How SQL Master Key Works

I am currently using the GUID as a NONCLUSTERED PRIMARY KEY next to the INT IDENTITY column.

GUIDs must allow autonomous data creation and synchronization - this is how the entire database is populated.

I know how to use a GUID as a clustered primary key, hence an integer clustered index, but uses a GUID as a primary key, and therefore foreign keys in other tables have significant performance implications?

Would it be better to use an integer primary / foreign key and use a GUID as the client identifier that has a UNIQUE INDEX for each table? β€œMy concern is that the entity infrastructure will require loading the navigation properties in order to get the GUID of the associated object without substantially changing the existing code.”

The database / hardware uses SQL Azure.

+6
source share
3 answers

Generally speaking, it is preferable to use INT for Primary Key / Foreign Key fields, regardless of whether these fields are the leading field in clustered indexes. The problem is with JOIN performance, and even if you use UNIQUEINDENTIFIER as NonClustered or even if you used NEWSEQUENTIALID () to reduce fragmentation, it will become more scalable for JOIN between INT fields as tables grow. (Please note that I am not saying that PK / FK fields should always be INT, since quite accessible natural keys are sometimes used).
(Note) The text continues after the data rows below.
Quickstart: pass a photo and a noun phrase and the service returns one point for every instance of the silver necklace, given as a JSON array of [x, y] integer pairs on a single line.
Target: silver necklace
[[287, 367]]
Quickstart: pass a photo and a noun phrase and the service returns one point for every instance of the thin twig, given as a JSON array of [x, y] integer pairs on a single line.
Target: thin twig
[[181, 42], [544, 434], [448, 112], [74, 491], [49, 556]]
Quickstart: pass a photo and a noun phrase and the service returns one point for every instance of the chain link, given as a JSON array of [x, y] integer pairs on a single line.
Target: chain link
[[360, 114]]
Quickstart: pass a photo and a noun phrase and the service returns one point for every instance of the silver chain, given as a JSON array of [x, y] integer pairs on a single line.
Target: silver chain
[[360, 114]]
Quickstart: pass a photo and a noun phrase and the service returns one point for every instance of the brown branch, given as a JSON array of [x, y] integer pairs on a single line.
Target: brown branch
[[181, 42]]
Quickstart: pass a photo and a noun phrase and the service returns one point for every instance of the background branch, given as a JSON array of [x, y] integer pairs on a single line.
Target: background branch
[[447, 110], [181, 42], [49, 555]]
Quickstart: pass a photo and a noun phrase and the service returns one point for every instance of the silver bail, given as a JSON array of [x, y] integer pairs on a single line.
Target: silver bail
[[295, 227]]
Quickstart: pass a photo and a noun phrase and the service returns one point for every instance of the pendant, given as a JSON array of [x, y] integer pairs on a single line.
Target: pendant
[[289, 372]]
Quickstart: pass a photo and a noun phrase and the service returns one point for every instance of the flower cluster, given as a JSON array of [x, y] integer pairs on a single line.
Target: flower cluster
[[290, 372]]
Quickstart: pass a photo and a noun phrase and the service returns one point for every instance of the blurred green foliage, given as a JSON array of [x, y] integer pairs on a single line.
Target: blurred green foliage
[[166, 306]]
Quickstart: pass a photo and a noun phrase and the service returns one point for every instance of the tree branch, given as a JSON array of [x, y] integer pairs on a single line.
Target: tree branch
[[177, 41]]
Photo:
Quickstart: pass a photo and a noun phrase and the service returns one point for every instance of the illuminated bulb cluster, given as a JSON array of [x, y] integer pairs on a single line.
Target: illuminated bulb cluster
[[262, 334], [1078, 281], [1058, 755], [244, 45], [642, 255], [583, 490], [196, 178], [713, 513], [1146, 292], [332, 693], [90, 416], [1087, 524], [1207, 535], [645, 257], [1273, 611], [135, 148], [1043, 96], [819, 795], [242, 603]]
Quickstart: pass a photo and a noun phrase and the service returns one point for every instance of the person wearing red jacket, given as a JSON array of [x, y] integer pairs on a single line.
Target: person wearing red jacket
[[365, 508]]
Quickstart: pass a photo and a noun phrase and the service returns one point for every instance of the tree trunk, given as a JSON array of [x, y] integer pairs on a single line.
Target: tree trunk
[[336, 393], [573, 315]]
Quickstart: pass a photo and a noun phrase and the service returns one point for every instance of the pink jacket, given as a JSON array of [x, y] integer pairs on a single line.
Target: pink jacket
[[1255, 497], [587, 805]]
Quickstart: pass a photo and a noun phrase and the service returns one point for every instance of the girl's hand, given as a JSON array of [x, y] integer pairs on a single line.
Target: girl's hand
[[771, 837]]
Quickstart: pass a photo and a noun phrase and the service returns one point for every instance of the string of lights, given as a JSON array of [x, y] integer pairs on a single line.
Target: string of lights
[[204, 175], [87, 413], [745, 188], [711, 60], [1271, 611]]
In your case, considering taking care of the Entity Framework and generating the GUID in the application, and not in the database, go to an alternative suggestion to use INT as PK / FK fields , but than to have UNIQUEIDENTIFIER in all tables, just put it in the main user data table / customer. I would think that you should be able to do a one-time search for the INT client identifier based on the GUID, cache this value, and then use the INT value for all remaining operations. And yes, make sure the UNIQUE, NONCLUSTERED index is in the GUID field.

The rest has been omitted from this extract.